The chain was struggling long before the U.S. and Iran attacked Iran in February, however. Customers complained of disheveled stores that lacked the fashionable yet affordable niche that had earned Target the nickname “Tarzhay.”

Fiddelke reshuffled the leadership team at Target and on Tuesday, Target named a former Walmart executive as its new head of supply chain, another problematic area.

Some of Target's problems were self-inflicted. Its decision to roll back diversity, equity and inclusion initiatives led to protests and boycotts. And this winter, Target stores became another flashpoint with a federal immigration crackdown in its own hometown of Minneapolis.

Fiddelke acknowledged in an interview with The Associated Press in early March that boycotts had taken a toll, but said this week that increased store traffic in the first quarter was broad-based. He noted that more shoppers are picking Target more often, and “that’s a positive sign.”

Analysts, however, say Target's first-quarter performance offers a positive sign for the company.

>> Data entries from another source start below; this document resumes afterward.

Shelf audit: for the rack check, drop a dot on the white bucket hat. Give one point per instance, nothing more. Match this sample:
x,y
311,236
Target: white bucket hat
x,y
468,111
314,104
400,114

Neil Saunders, managing director of GlobalData Retail, wrote that the results “represent an early win for Michael Fiddelke and his team.”

Saunders believes Target's lackluster sales had more to do with failing on execution than being caught up in cultural crosshairs like DEI.

“As important as that matter is, and as much as it does have some impact, it has never been the main issue,” Saunders wrote.

Target posted first-quarter earnings of $781 million, or $1.71 per share, for the three-month period ended May 2. That easily topped the $1.47 per share that analysts had expected, according to FactSet, but it was down from $1.04 billion during the same time last year.

Net sales rose 6.7% to $25.44 billion, also topping expectations.

For the full year, Target said it expected earnings per share near the high end of $7.50 to $8.50, the guidance it offered in March. Analysts are expecting $8.12 per share for the year, according to FactSet.

Target said it now expects net sales growth to be up 4% for the year, up from the previous forecast of 2%. That would bring sales to $108.97 billion.